Here’s something to mull (pun intended) over the Christmas holiday:
There has been talk for more years than I have been working about the death of the CV. I won’t go into the stubborn format’s refusal to go quietly into the night.
Instead, I’d like to propose something new. Perhaps you will find it compelling. Perhaps you will not. But either way, I hope you will find it at least interesting.
For the past decade, the antidote to the CV was - in various formats - structured data. The digital profile for instance. Or a series of tags or datapoints detailing skills and experience. Ultimately the idea was that it should be machine-digestible at scale. These new formats would allow meaningful comparison of individuals and - the holy grail - good quality job-to-candidate matching.

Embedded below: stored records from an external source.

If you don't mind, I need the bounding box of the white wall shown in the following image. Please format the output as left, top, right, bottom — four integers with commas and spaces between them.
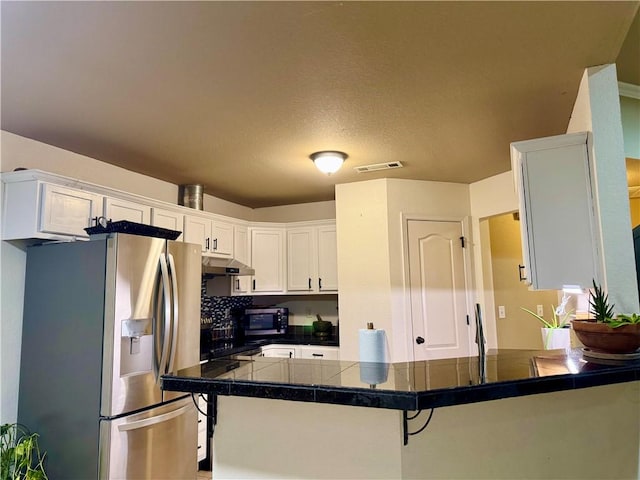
567, 65, 640, 313
336, 179, 470, 362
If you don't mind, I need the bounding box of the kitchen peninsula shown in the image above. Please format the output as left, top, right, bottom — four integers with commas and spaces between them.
162, 350, 640, 479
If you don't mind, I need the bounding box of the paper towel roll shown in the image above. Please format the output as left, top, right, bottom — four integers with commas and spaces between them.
359, 328, 387, 363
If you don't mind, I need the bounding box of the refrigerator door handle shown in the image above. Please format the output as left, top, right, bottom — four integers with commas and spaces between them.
156, 255, 171, 382
165, 253, 180, 373
118, 405, 191, 432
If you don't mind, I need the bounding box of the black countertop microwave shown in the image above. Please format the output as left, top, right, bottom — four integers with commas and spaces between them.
236, 307, 289, 340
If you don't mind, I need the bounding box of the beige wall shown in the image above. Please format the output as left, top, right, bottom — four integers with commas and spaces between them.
469, 170, 518, 348
488, 214, 558, 349
252, 201, 336, 222
336, 179, 393, 360
620, 94, 640, 159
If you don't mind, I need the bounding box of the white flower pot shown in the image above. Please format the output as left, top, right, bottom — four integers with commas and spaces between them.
540, 328, 571, 350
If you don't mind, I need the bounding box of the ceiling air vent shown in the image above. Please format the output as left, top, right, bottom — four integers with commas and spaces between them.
354, 162, 403, 173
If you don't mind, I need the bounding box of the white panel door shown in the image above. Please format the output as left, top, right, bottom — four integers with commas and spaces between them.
407, 220, 470, 361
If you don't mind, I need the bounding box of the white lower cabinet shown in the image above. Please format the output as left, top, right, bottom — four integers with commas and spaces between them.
198, 395, 207, 462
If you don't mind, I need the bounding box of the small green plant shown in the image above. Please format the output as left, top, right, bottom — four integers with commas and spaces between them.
589, 280, 614, 323
589, 280, 640, 328
520, 305, 573, 328
0, 423, 48, 480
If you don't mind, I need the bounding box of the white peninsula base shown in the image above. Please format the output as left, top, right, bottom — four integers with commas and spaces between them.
213, 381, 640, 480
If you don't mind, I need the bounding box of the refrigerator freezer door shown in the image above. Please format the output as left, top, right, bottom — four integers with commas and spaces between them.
100, 234, 166, 417
99, 397, 198, 480
163, 241, 202, 401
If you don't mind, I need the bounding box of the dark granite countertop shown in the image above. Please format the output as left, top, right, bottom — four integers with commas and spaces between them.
162, 342, 640, 410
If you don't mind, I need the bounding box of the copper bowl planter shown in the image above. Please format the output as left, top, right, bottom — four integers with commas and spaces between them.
571, 320, 640, 353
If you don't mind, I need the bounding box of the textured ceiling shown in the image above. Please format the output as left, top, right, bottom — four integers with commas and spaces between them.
1, 1, 640, 207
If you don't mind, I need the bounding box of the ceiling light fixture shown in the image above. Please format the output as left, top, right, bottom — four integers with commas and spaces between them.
309, 151, 349, 175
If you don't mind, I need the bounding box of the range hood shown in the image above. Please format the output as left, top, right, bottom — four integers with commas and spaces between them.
202, 257, 256, 276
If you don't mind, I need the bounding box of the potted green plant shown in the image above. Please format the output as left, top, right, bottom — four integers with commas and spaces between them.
0, 423, 48, 480
571, 280, 640, 354
520, 295, 573, 350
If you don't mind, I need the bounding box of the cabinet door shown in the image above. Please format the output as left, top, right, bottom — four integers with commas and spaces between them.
39, 183, 102, 237
182, 215, 211, 253
287, 228, 317, 292
251, 228, 284, 293
104, 197, 151, 225
209, 220, 233, 257
511, 133, 600, 290
151, 208, 184, 241
232, 225, 251, 295
318, 225, 338, 292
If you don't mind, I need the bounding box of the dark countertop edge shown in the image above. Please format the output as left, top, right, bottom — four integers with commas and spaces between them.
162, 364, 640, 411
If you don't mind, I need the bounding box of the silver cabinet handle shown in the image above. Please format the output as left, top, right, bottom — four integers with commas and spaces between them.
156, 255, 171, 382
118, 405, 191, 432
165, 254, 180, 373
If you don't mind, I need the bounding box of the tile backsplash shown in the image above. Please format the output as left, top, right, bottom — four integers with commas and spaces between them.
200, 280, 253, 320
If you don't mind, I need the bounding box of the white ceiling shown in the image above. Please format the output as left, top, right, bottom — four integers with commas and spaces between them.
1, 1, 640, 207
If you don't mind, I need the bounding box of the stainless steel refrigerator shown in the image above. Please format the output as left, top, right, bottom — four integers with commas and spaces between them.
18, 233, 201, 480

Then more recently we have seen the determined emergence of ‘Skills Based Hiring’, so beloved of our APSCo OutSource leader Mel Forbes (and, I know, many APSCo members).
But the emergence of AI has changed the landscape entirely. No longer do we have to worry about what a computer might or might not be able to ingest and ‘understand’. We can start to throw them information in structures and formats that suit us, without worrying about how the computer will be able to respond. This new capacity to interpret opens up a huge range of possibilities.
So, we can now move away from structured data and start to represent, as individuals, what we’ve done and what we have to offer in a completely different way. And in ways that suit us - and make sense to us. Think pictures, images, and infographics - the formats we use when we want to communicate something clearly to ourselves and others.
My thesis is that now is the time to go visual.
Computers can do the matching in the background using underlying data. We humans need something we can really understand and get our teeth into. What better than a picture (of sorts)?
Enter the ‘Careers Grid’.
Now on this, I’ve taken a very literal approach; it’s an ‘Experience Grid’ if you like.
But just as meaningful would be a Skills Grid; mapping the skills you have honed over time. It would look something like this:
I’m not sure I have the format quite right yet, but you get the idea. As you can see from the section at the bottom, I’ve picked five skills and plotted the points at which I have been using or developing them; some were relevant only at limited points in my career; others have been more persistent. The list could be far longer, of course.
The scope for this is endless (and we might even add another dimension to make it 3D); sectors; seniority, team sizes, and geographies; all plotted simply on a grid. And formats can be mixed; perhaps Experience on the grid with skills plotted below.
Put all of these together (one page would do it) and you have a complete picture; easy (and enjoyable) to digest - and still readable by a computer.